The jeep jounced over a large bush. An enormous hole loomed directly ahead! Biff stepped on the brake and the jeep halted at the edge of the hole with a jerk that nearly sent Chet flying over the windshield.
Frank pointed to a pile of fresh earth beside the trail. “Somebody dug that hole recently. I wonder—”
A splintering sound interrupted him. A giant tree beside the trail began to sway. It toppled toward the jeep!
Biff reacted instantly. He stepped on the gas, wrenched the wheel to the left, and scooted into the jungle undergrowth flanking the trail just before the tree fell with a crash. The boys ducked as the branches lashed over the jeep. Then Biff cut back out onto the trail beyond the hole and stopped.
He sighed with relief. “Anyone hurt?” he asked.
The others said no, then Frank proposed that they look around before going on.
The boys walked to the fallen tree. As Chet inspected the tangle of heavy branches, he remarked, “It’s lucky we got out from under.”
“The tree would have smashed us,” Tony agreed.
“Look at the trunk!” Joe declared.
It had been chopped nearly all the way through!
“Someone was setting a trap for us!” Tony exclaimed.
Frank nodded. “He dug the hole to make us stop, cut the tree with an ax till it was barely standing, and then pushed it over to make it topple on us.”
Biff clenched his fists. “That means he must still be around here somewhere. I’ll take him over the hurdles!”
He ran back up the trail. Frank and Joe took the underbrush on one side, Chet and Tony the other. The boys scouted through the area but found nothing except scuffed footprints near the base of the fallen tree.
“He got away!” Biff lamented.
“We may as well call off our search,” Joe said. “It would be like looking for a needle in a haystack, only this haystack is the Yucatán jungle.”
An hour later the group bounced into Palango. A Mayan temple had been partially reclaimed, and nearby a deep excavation revealed further work in progress. Several tents had been set up in a cleared area. Four Americans were there along with a dozen Mexicans, descendants of the Mayas, who had been recruited to help with the dig.
The leader of the archaeological exp
edition came forward to meet them. He was tall and handsome with black wavy hair. “I’m Steve Weiss,” he introduced himself. “It’s a surprise to see you. Usually visitors don’t get this far in the jungle.”

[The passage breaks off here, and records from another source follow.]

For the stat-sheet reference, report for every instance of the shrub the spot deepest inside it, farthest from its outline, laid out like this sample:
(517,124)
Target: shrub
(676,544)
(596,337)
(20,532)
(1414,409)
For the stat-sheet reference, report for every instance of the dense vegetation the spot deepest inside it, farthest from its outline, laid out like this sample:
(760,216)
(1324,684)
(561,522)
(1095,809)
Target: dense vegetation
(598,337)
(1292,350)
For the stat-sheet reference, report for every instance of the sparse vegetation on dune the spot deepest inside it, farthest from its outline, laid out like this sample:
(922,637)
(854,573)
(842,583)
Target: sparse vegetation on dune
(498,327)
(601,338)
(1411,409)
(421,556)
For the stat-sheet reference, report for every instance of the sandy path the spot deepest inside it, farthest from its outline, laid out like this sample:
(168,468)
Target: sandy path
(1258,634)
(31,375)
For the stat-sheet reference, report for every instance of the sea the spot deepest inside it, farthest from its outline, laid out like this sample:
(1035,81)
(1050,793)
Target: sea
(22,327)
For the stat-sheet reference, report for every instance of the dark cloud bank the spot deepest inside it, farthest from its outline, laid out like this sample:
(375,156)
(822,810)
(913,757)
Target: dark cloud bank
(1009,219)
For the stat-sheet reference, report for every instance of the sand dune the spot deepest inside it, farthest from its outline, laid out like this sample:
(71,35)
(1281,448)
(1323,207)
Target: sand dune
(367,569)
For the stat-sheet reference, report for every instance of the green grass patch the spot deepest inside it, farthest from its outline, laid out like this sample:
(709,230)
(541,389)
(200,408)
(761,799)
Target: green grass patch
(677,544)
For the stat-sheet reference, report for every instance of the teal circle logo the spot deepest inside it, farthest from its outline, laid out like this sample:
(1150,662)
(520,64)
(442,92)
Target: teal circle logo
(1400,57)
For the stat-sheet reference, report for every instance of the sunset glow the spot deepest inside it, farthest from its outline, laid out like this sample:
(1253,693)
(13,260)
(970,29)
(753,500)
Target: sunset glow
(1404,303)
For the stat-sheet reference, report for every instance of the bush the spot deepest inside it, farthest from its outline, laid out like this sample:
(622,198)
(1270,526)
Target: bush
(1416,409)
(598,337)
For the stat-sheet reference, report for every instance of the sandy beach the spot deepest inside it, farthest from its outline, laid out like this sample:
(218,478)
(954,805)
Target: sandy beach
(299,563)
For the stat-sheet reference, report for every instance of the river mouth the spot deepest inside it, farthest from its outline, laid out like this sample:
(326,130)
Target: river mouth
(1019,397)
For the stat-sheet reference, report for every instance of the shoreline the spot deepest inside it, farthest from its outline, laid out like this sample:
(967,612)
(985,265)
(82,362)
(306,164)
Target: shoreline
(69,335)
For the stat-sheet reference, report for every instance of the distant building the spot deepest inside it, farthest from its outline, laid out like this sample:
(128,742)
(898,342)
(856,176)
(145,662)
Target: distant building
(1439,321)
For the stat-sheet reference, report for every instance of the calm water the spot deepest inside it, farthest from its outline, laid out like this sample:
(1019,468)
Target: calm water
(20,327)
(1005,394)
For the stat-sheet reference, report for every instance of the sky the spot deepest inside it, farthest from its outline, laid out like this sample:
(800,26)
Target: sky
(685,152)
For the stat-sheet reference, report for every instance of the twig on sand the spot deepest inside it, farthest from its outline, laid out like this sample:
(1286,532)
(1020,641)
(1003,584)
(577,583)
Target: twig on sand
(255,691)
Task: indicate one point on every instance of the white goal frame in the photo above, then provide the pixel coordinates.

Frank explained that he and his companions were trying to find gold.
“We have already found quite a bit!” said a voice behind them.
The boys turned to see a man wearing white shorts and a pith helmet. He had a superior smile on his face, as if to say that he was doing the visitors a favor by speaking to them. He carried a swagger stick, which he slapped against his leather boot.

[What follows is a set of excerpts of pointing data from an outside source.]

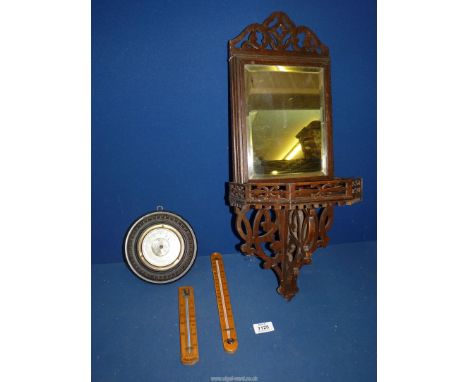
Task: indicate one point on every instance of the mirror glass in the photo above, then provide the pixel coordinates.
(285, 121)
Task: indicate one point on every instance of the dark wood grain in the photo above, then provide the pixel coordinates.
(282, 220)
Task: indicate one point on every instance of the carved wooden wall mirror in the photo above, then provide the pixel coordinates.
(282, 187)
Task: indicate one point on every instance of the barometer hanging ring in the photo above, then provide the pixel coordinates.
(160, 247)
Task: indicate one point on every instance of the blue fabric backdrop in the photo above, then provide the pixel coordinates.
(160, 111)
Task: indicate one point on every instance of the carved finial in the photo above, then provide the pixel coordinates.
(278, 34)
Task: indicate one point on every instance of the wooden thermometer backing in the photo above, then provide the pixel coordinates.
(226, 318)
(187, 326)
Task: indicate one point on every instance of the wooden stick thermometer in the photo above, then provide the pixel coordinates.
(226, 319)
(187, 327)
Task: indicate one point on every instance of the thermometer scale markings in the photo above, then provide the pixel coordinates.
(226, 319)
(187, 326)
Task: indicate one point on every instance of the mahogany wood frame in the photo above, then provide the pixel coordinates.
(288, 217)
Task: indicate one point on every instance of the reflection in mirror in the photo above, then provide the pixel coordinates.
(285, 121)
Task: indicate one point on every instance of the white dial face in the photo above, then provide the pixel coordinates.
(162, 246)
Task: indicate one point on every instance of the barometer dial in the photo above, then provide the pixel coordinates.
(160, 247)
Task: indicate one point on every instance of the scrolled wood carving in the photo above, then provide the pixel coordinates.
(279, 34)
(290, 235)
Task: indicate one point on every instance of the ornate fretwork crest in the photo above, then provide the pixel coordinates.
(278, 34)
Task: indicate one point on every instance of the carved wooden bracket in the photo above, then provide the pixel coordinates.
(292, 235)
(284, 223)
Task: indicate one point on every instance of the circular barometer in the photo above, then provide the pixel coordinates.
(160, 247)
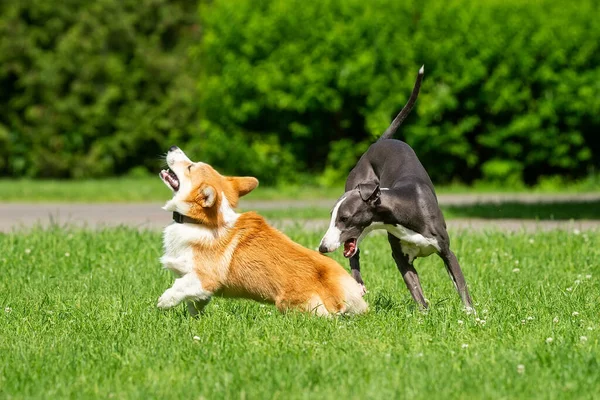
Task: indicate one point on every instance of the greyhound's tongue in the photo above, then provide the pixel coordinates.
(349, 248)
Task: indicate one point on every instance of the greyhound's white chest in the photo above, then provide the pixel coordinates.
(413, 244)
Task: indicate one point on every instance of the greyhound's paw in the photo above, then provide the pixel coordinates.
(363, 289)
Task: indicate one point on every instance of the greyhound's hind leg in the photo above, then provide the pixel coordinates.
(411, 278)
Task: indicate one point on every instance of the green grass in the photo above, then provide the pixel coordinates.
(141, 189)
(129, 190)
(78, 320)
(555, 211)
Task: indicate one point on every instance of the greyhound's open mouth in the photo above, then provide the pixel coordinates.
(170, 179)
(349, 248)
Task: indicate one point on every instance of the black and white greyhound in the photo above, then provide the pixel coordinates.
(389, 189)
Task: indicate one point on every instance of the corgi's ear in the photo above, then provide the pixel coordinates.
(243, 184)
(206, 196)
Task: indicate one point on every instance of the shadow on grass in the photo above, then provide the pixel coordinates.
(553, 211)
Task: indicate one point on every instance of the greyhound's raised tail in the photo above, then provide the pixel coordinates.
(391, 130)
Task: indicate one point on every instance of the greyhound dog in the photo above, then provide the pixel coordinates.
(389, 189)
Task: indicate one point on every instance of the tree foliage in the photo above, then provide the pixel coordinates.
(282, 90)
(92, 88)
(511, 89)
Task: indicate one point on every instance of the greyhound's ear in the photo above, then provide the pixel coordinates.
(369, 192)
(243, 184)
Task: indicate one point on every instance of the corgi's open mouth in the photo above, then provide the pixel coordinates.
(170, 179)
(349, 248)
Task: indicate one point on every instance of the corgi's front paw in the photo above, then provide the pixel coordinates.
(166, 301)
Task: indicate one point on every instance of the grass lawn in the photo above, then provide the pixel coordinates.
(152, 189)
(78, 320)
(544, 211)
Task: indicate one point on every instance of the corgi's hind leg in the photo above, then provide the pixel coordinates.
(188, 287)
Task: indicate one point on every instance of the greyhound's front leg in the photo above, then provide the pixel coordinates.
(355, 268)
(408, 271)
(188, 287)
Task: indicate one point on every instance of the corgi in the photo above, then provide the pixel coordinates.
(213, 250)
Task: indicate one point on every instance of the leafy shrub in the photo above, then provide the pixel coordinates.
(510, 93)
(287, 90)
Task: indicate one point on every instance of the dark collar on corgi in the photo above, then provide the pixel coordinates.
(184, 219)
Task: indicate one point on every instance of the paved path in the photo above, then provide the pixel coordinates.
(15, 216)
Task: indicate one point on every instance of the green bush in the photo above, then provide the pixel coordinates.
(92, 88)
(285, 90)
(510, 91)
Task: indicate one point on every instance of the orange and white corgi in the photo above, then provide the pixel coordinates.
(215, 251)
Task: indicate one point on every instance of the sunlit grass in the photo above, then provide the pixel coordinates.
(78, 320)
(144, 189)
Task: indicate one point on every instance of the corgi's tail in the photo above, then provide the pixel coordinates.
(355, 304)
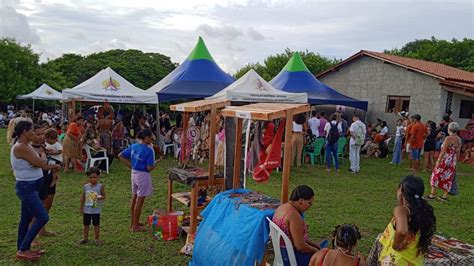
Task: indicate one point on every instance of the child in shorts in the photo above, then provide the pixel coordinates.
(91, 200)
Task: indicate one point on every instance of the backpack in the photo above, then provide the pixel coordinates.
(333, 135)
(360, 136)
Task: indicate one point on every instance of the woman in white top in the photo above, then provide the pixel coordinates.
(297, 142)
(27, 165)
(333, 131)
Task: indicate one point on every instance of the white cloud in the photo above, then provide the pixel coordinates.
(236, 32)
(16, 25)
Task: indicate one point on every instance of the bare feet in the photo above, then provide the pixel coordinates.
(47, 233)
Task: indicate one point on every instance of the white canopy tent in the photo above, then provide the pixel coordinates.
(109, 86)
(44, 92)
(253, 88)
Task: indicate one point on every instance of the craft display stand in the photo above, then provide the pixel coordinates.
(265, 112)
(203, 181)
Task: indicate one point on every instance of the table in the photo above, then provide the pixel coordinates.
(195, 178)
(234, 230)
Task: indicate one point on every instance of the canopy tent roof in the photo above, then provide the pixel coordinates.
(295, 77)
(44, 92)
(197, 77)
(253, 88)
(109, 86)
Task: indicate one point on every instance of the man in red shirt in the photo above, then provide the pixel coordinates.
(416, 137)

“I’m Melville Courtney, assistant archaeologist on the dig,” he announced. “I’m also a Hawkins man.”
“He means Hawkins College,” Joe thought.
“We have already found gold, son,” Courtney repeated, “and are scarcely in need of your assistance on that score. The Mayas buried the gold. We retrieved it after much exertion and loss of perspiration.
“I’m sure you realize,” Courtney continued, “that your help would be superfluous.”
“A job is not what we have in mind,” Frank told him.
“Do you have armadillos in mind?” asked a woman who had just walked up. She was short, had golden hair, and a heart-shaped face. She wore a denim shirt and slacks.
“Rose Renda, our biologist,” Steve Weiss introduced her. “She just joined us a few days ago.”
“I’m an armadillo freak,” Rose declared.
Chet scratched his head and gave her a blank look. “Armadillo freak?”
“As you no doubt know,” Rose explained, “an armadillo is an armored animal native to these parts. It’s about five feet long from snout to tail in the biggest species. The armor on its back is approximately three feet long. The problem I’m researching is this: how is the armadillo related to the glyptodon?”
Now Tony looked blank. “What’s a glyptodon?”
Rose smiled. “You mean, what was a glyptodon? It lived millions of years before the armadillo, was about nine feet long, and had five feet of armor. The armor was completely smooth, and had a number of hinges that permitted it to turn more easily.”